Establishing a morning routine has been imperative to sustaining my mood since our bodies thrive around regularity. There is an intimate relationship between sleep and mental health because a good nights sleep provides you with overnight emotional therapy that shaves off our sharp emotional edges. Therefore, I wake up at the same time each morning to anchor my sleep and improve the quality and quantity of it. I read for twenty to thirty minutes and then I meditate. Meditation is something that is so simple but utterly transformative. I have been able to achieve peace by taking deep, intentional breaths to provide an immediate sense of calm. My breath has become a comforting companion in moments of fear and continues to encourage me to be mindful of the present when the time feels as if it is rushing by. Reading has helped me to de-stress. It slows my heartbeat and eases muscle tension and as I have gently made my way through a variety of books, I have seen a positive change in my state of mind. Journaling continues to provide that refuge for me because whenever I feel a thought or feeling begin to eat away inside of me, I immediately write it down before it evolves into something more damaging. It sounds vague but is so effective in ironing out the creases in our brain. 

‘I had been living the lie that once I moved schools I would be happier, once I went to college I would be more confident, once I got a boyfriend I would love myself.’

Beth Pratt

However, the pinnacle of my recovery began with realising the fault in my mentality. I had been living the lie that once I moved schools I would be happier, once I went to college I would be more confident, once I got a boyfriend I would love myself. I had relied on these things to heal the hole in my heart because the internal conflict had always been that first I have to fix my broken self in order to feel fully happy again and be appreciated by others (I think that undertaking psychotherapy can sometimes give you this attitude). I had been postponing acceptance until there was a certain improvement. Yet, once I began focusing on my wellbeing I suddenly felt warm and whole and finally came the only validation that mattered because it was from me. 

I am continually trusting my intuition and reaching out to those who I feel randomly connected to because you never know what someone has experienced and how that means they can help you. My friends continue to be a constant reminder that when it seems you may never find love, you actually already have an abundance of it by your side. Right now, at this moment, I am thinking about moving towards positive things rather than away from negative things and always remembering that my achievements haven’t gone anywhere and so I am just as worthy of being celebrated today as I was yesterday.

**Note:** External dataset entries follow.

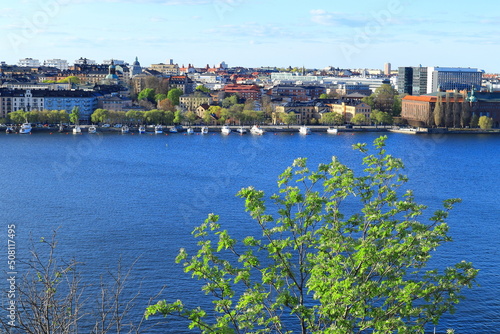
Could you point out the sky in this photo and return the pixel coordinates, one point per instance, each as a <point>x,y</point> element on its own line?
<point>255,33</point>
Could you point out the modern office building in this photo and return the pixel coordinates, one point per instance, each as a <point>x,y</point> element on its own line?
<point>425,80</point>
<point>405,80</point>
<point>451,78</point>
<point>60,64</point>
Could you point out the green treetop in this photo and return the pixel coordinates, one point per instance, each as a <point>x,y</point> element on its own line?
<point>339,253</point>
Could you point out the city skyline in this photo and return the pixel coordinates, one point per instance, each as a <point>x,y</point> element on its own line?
<point>253,33</point>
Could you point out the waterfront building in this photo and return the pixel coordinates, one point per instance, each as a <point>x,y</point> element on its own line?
<point>28,62</point>
<point>244,91</point>
<point>136,68</point>
<point>412,80</point>
<point>451,78</point>
<point>191,102</point>
<point>114,102</point>
<point>349,108</point>
<point>60,64</point>
<point>418,110</point>
<point>344,89</point>
<point>425,80</point>
<point>305,112</point>
<point>387,69</point>
<point>85,61</point>
<point>37,100</point>
<point>181,82</point>
<point>167,69</point>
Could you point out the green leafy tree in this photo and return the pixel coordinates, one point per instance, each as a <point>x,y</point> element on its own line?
<point>191,117</point>
<point>62,116</point>
<point>135,116</point>
<point>229,101</point>
<point>203,89</point>
<point>159,97</point>
<point>147,94</point>
<point>74,117</point>
<point>154,116</point>
<point>174,94</point>
<point>289,118</point>
<point>166,104</point>
<point>100,115</point>
<point>178,117</point>
<point>370,100</point>
<point>207,116</point>
<point>33,116</point>
<point>224,115</point>
<point>317,269</point>
<point>381,117</point>
<point>485,122</point>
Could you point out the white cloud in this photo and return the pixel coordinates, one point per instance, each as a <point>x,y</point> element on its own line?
<point>326,18</point>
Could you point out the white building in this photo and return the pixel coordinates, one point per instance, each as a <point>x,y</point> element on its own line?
<point>57,63</point>
<point>29,62</point>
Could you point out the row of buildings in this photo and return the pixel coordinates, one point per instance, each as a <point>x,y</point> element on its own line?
<point>31,85</point>
<point>425,80</point>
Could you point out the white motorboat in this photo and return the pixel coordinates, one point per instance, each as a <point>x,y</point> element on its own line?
<point>256,130</point>
<point>304,130</point>
<point>25,128</point>
<point>332,131</point>
<point>225,130</point>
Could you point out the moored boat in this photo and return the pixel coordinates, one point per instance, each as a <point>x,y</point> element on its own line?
<point>225,130</point>
<point>25,128</point>
<point>304,130</point>
<point>332,131</point>
<point>256,130</point>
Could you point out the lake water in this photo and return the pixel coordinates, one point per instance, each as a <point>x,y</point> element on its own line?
<point>138,197</point>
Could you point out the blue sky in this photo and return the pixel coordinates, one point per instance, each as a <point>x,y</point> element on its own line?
<point>254,33</point>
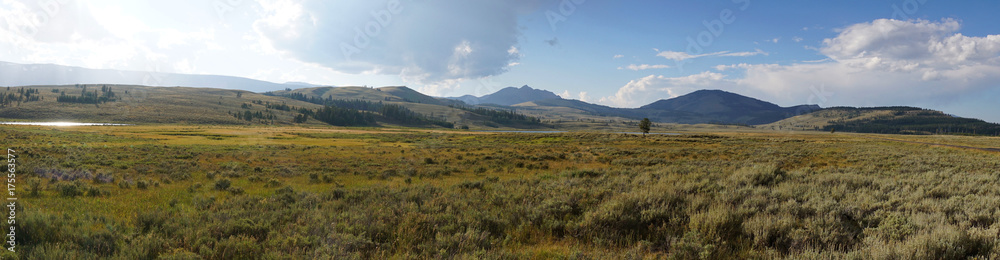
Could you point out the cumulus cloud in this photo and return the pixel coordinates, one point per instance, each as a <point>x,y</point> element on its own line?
<point>644,67</point>
<point>425,42</point>
<point>680,56</point>
<point>878,63</point>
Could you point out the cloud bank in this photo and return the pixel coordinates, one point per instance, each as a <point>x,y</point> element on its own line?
<point>423,41</point>
<point>883,62</point>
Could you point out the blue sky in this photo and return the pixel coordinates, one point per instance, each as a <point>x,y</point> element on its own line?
<point>942,55</point>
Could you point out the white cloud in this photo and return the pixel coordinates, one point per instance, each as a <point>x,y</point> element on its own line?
<point>644,67</point>
<point>425,43</point>
<point>884,62</point>
<point>651,88</point>
<point>680,56</point>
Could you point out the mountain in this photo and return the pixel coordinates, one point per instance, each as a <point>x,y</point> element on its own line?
<point>13,74</point>
<point>140,104</point>
<point>509,96</point>
<point>886,120</point>
<point>717,106</point>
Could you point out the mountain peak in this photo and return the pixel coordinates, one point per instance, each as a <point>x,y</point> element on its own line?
<point>511,96</point>
<point>728,107</point>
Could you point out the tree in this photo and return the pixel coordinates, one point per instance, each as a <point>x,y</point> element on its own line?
<point>644,126</point>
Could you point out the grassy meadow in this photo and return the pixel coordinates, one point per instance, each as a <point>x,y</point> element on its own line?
<point>259,192</point>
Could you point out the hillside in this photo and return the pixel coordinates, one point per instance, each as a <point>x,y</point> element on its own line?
<point>716,106</point>
<point>887,120</point>
<point>13,74</point>
<point>441,109</point>
<point>509,96</point>
<point>141,104</point>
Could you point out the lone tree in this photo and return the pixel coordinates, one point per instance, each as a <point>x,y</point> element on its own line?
<point>644,126</point>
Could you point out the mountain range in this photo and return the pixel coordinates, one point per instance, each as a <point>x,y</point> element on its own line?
<point>509,96</point>
<point>13,74</point>
<point>218,100</point>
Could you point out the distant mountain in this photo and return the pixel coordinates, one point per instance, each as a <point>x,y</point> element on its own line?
<point>886,120</point>
<point>717,106</point>
<point>510,96</point>
<point>13,74</point>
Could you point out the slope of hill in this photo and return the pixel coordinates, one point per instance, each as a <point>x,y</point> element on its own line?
<point>716,106</point>
<point>510,96</point>
<point>434,108</point>
<point>13,74</point>
<point>887,120</point>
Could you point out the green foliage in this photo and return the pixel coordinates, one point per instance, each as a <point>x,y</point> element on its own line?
<point>645,125</point>
<point>222,184</point>
<point>71,189</point>
<point>909,120</point>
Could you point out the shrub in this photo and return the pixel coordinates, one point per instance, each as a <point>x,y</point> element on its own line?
<point>236,190</point>
<point>272,183</point>
<point>237,247</point>
<point>222,184</point>
<point>142,184</point>
<point>638,215</point>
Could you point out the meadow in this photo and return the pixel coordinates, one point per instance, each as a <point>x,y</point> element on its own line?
<point>256,192</point>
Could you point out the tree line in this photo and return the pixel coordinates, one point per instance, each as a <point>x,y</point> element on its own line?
<point>86,97</point>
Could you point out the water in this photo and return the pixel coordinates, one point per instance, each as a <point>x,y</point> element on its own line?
<point>638,133</point>
<point>60,124</point>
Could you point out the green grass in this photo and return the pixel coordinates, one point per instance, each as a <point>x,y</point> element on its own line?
<point>304,192</point>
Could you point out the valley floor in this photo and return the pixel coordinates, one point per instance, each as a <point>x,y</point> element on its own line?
<point>216,192</point>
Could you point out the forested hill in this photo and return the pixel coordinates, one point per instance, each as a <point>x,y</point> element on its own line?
<point>888,120</point>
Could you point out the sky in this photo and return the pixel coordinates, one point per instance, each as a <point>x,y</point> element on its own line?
<point>942,55</point>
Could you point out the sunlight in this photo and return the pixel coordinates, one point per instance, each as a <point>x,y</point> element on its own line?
<point>59,124</point>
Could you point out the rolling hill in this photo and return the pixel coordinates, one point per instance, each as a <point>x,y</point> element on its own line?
<point>887,120</point>
<point>13,74</point>
<point>716,106</point>
<point>141,104</point>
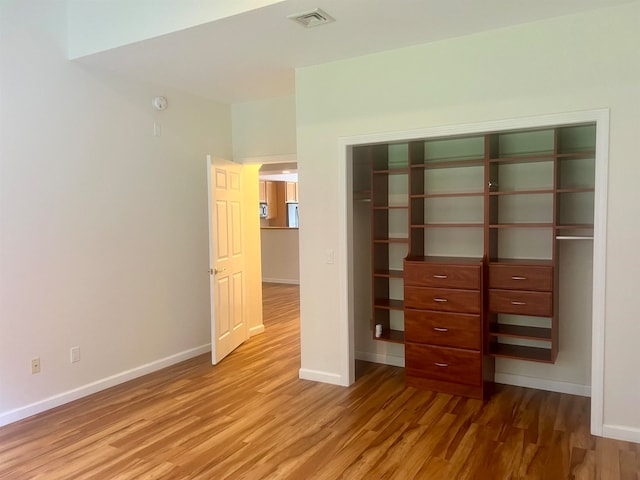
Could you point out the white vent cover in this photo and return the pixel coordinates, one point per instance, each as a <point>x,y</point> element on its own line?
<point>312,18</point>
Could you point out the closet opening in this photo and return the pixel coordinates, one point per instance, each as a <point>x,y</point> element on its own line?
<point>496,231</point>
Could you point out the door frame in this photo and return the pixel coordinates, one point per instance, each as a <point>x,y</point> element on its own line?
<point>345,182</point>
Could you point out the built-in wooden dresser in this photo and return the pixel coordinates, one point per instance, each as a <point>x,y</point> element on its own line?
<point>444,328</point>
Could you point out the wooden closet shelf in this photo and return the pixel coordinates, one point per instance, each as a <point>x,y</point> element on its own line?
<point>519,331</point>
<point>388,304</point>
<point>518,352</point>
<point>394,336</point>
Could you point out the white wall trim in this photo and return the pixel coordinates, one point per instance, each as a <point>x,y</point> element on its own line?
<point>598,315</point>
<point>543,384</point>
<point>322,377</point>
<point>600,116</point>
<point>620,432</point>
<point>393,360</point>
<point>99,385</point>
<point>257,330</point>
<point>288,281</point>
<point>264,159</point>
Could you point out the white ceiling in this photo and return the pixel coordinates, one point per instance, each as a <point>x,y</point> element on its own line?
<point>253,55</point>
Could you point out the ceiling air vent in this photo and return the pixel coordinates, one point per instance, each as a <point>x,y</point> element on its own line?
<point>312,18</point>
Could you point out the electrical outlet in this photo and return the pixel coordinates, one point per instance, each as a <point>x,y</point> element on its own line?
<point>35,365</point>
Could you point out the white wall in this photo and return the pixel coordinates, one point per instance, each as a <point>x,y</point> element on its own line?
<point>572,63</point>
<point>280,263</point>
<point>96,25</point>
<point>103,227</point>
<point>265,128</point>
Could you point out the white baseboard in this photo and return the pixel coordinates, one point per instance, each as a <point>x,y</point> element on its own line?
<point>620,432</point>
<point>543,384</point>
<point>102,384</point>
<point>289,281</point>
<point>256,330</point>
<point>394,360</point>
<point>322,377</point>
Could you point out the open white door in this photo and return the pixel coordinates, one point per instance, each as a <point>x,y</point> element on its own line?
<point>226,254</point>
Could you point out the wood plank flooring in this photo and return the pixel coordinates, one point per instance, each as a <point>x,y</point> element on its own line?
<point>252,418</point>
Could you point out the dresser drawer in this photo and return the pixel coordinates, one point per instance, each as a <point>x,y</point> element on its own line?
<point>521,277</point>
<point>422,274</point>
<point>442,299</point>
<point>537,304</point>
<point>444,364</point>
<point>444,329</point>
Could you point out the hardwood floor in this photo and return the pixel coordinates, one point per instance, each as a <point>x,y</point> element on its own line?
<point>252,418</point>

In my darkest moments, life didn’t feel worth living because I didn’t know how I was going to get out of a rut. When endless doctor appointments discussing contraceptive pills, blood tests and anti-depressants seemed like my only hope, I wish someone had been there to tell me to sleep, drink water, run and to meditate to exercise my mind and soul. Now that these spiritual and physical practices are a part of my lifestyle, life feels more exciting than ever. Depression is still a part of me that I have to tend to now and then, but it is no longer ruling my life.